Temporarily change the ingress settings on the api server.

API server returns {"status": "ok"} when accessed with HTTPS as usual

This is Azure forwarding the request to an HTTP server running on 8000

Temporarily change this setting to 8001.

https://gyazo.com/44c170eaf8c7121a86c335f0c8e5708ahttps://gyazo.com/fb6776b7b932f9b01ef6737d327decf8

Now when you access the API server, you will see the results.zip file you just created and be able to download it.

https://gyazo.com/0b3066753a9f09a68b6acddbaef31a5e

Don't forget to put it back when you're done downloading.

aside: see results.

https://gyazo.com/4b04de66ecbc24d92239439361f8420chttps://gyazo.com/14a017fe6449b073fd8a33ac264f0f53

A normal successful report would look like the one on the left, but this one is on the right

25000~ data of 5.2MB of extraction results are output to args.csv.

I think it might be "Out of Memory", but I think it might be so.

I'm using text-embedding-3-small with embedding and it's a float32 with 1536 dimensions per case.

I'm handling that with Python's list[float].

Python's float is 8 bytes in double precision float64, so total = 1536 × 8 = 12,288 bytes (about 12 KB)
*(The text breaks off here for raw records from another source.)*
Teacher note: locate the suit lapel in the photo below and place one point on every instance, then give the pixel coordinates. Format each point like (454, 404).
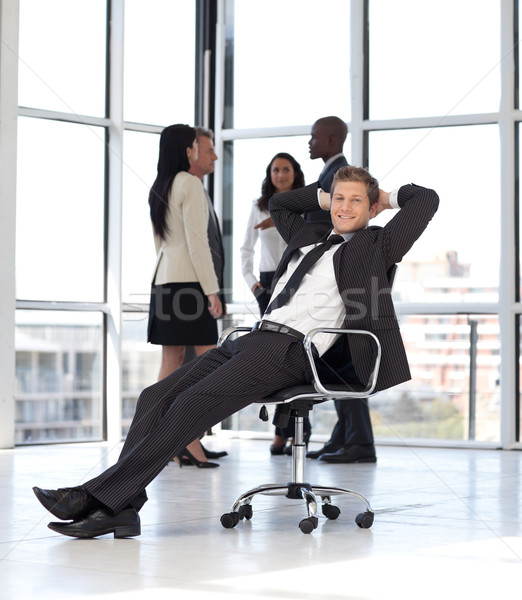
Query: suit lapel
(311, 233)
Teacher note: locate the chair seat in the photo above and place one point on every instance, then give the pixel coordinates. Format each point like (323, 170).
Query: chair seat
(300, 392)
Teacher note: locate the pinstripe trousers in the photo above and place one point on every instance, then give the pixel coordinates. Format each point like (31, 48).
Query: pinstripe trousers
(180, 408)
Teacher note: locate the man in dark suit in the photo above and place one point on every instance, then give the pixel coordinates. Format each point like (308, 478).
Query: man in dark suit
(351, 439)
(326, 142)
(346, 286)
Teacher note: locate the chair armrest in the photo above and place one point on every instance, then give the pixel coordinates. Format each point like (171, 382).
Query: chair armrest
(341, 394)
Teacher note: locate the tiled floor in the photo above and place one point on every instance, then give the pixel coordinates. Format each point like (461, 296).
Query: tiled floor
(447, 525)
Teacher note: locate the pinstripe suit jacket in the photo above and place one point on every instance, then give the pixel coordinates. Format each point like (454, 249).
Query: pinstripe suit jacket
(361, 267)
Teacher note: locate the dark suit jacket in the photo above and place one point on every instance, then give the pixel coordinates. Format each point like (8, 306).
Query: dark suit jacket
(361, 267)
(325, 182)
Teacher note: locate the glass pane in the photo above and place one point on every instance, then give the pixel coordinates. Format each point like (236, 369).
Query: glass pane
(449, 60)
(248, 160)
(62, 55)
(159, 59)
(140, 156)
(60, 211)
(444, 391)
(286, 67)
(140, 363)
(451, 262)
(59, 358)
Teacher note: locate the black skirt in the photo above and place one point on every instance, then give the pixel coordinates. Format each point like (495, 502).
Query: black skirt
(179, 316)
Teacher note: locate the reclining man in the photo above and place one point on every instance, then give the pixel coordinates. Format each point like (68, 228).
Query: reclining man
(346, 287)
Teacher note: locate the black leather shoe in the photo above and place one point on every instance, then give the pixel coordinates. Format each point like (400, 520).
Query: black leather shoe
(101, 522)
(326, 448)
(67, 503)
(351, 454)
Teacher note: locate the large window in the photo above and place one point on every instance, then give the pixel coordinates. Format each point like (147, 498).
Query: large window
(287, 62)
(60, 211)
(430, 93)
(98, 81)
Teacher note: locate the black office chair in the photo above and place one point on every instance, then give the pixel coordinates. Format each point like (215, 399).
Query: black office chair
(298, 401)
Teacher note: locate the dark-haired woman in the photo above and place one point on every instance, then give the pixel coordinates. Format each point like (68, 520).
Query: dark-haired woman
(184, 303)
(283, 174)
25,000 records would be roughly 300 MB.

I guess a container with 1GB of memory means there's not that much room for applications.

2GB should be more than enough.

---

This page is auto-translated from /nishio/広聴AIからのサルベージ using DeepL. If you looks something interesting but the auto-translated English is not good enough to understand it, feel free to let me know at @nishio_en. I'm very happy to spread my thought to non-Japanese readers.